I installed the module followin instructions found in How to use TreeTagger in Google Colab?.
%%bash
mkdir treetagger
cd treetagger
- Download the tagger package for your system (PC-Linux, Mac OS-X, ARM64, ARMHF, ARM-Android, PPC64le-Linux).
wget https://cis.lmu.de/~schmid/tools/TreeTagger/data/tree-tagger-linux-3.2.4.tar.gz
tar -xzvf tree-tagger-linux-3.2.4.tar.gz
- Download the tagging scripts into the same directory.
wget https://cis.lmu.de/~schmid/tools/TreeTagger/data/tagger-scripts.tar.gz
gunzip tagger-scripts.tar.gz
- Download the installation script install-tagger.sh.
wget https://cis.lmu.de/~schmid/tools/TreeTagger/data/install-tagger.sh
- Download the parameter files for the languages you want to process.

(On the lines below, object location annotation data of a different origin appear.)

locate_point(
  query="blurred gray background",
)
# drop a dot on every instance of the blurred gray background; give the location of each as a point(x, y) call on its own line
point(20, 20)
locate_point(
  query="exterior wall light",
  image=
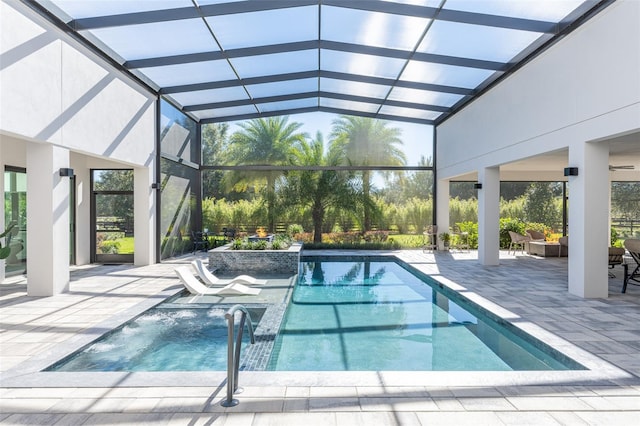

- list of all files (parameter files) https://cis.lmu.de/~schmid/tools/TreeTagger/#parfiles
wget https://cis.lmu.de/~schmid/tools/TreeTagger/data/italian.par.gz
sh install-tagger.sh
cd ..
sudo pip install treetaggerwrapper
In particular, I have downloaded italian.par.gz because I am working on Italia tweets.
However when i try to use treetaggerwrapper on an italian sentence
it_string = 'Che bella giornata per fare una domanda su stackoverflow
tagger = treetaggerwrapper.TreeTagger(TAGLANG="it", TAGDIR='treetagger/')
tags = tagger.tag_text(it_string)
tuples = treetaggerwrapper.make_tags(tags)
print(it_string)
pprint.pprint(tags)
pprint.pprint(tuples))
I get the following WARNING: WARNING:TreeTagger:Abbreviation file not found: italian-abbreviations-utf8 WARNING:TreeTagger:Processing without abbreviations file.
Does anyone knows what does it means and how to fix it?